12/22/2012 12:50:20 PM
http://www.newsobserver.com/2012/12/31/2576824/raleigh-revelers-set-first-night.html
1/1/2013 5:51:22 PM
http://www.newsobserver.com/2012/12/31/2576824/raleigh-revelers-set-first-night.htmlTrophy brewing opening by the end of January!
1/1/2013 8:26:55 PM
^http://www.newraleigh.com/article/trophy-brewing-company-raleighs-newest-craft-brew-pub/
1/2/2013 12:51:39 AM
^thanks, copy/paste clearly was too much for me on new years day!
1/2/2013 7:15:03 AM
Are there any plans to revitalize Hillsborough Street east of Glenwood?
1/2/2013 7:18:16 AM
It doesn't seem to be a priority (or at least I never see or hear anything about it), but it should be IMO. That stretch of Hillsborough from Glenwood to the Capitol is a key link between the different areas of downtown.
1/2/2013 10:06:54 AM
NewRaleigh.com is shutting down.

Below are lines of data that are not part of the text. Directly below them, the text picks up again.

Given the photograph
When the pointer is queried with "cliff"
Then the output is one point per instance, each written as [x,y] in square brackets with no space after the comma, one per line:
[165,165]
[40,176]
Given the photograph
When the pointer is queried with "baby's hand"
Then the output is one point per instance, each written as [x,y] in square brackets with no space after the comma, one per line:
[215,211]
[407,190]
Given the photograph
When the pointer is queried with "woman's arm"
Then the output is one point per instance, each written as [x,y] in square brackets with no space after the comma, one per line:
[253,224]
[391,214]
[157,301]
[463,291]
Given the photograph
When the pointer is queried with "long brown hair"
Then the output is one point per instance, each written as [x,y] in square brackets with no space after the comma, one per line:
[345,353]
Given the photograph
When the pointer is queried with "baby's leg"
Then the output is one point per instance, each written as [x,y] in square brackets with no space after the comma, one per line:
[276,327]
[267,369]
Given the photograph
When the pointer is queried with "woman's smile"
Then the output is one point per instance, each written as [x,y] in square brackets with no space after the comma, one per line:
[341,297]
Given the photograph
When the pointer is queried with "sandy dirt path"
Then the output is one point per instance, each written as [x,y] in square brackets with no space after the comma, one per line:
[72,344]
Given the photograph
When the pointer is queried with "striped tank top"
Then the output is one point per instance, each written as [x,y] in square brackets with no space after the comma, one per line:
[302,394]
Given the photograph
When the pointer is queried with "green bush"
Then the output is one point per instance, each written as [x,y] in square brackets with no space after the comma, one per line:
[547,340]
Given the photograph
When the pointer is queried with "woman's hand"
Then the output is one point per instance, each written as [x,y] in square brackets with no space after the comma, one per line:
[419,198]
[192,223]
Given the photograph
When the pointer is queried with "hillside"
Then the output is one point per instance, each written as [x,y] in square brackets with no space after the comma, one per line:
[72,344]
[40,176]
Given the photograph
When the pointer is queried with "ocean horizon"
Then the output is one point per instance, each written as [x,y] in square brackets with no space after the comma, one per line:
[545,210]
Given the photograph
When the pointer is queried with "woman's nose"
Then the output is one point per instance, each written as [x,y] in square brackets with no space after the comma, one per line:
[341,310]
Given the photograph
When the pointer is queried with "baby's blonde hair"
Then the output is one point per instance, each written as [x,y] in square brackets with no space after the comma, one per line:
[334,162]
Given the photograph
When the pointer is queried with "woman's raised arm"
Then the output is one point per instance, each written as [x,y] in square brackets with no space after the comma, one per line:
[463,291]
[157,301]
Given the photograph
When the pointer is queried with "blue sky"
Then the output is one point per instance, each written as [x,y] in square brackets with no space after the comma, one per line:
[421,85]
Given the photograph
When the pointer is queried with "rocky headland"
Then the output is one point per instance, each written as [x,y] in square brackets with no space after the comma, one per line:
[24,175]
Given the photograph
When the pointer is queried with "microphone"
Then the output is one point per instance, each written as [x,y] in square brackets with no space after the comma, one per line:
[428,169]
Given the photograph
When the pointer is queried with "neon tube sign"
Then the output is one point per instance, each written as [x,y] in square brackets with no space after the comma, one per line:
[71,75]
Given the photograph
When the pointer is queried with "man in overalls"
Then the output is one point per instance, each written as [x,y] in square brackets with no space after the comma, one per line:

Was a good source of generalized raleigh info, hope someone with the time and skill fills the niche.
1/2/2013 2:30:51 PM
seriously?
1/2/2013 2:35:38 PM
1/2/2013 3:03:01 PM
well that's no good
1/2/2013 10:58:49 PM
I can't believe they didn't hand it off to someone else. Why kill it?
1/3/2013 9:08:14 AM
^agreed....seems like they could have just slowed the posting, and offered a few other people some publishing ability to keep it going.
1/3/2013 1:09:10 PM
They have a large enough community that they could continue on with assisted leadership and other writers--they just don't want to. I've seen it before with small publications like this--they don't want to see their "legacy" publication put into someone else's hands (I can't entirely blame them for that). So yeah... they could keep this going if they really wanted to. Seems they don't.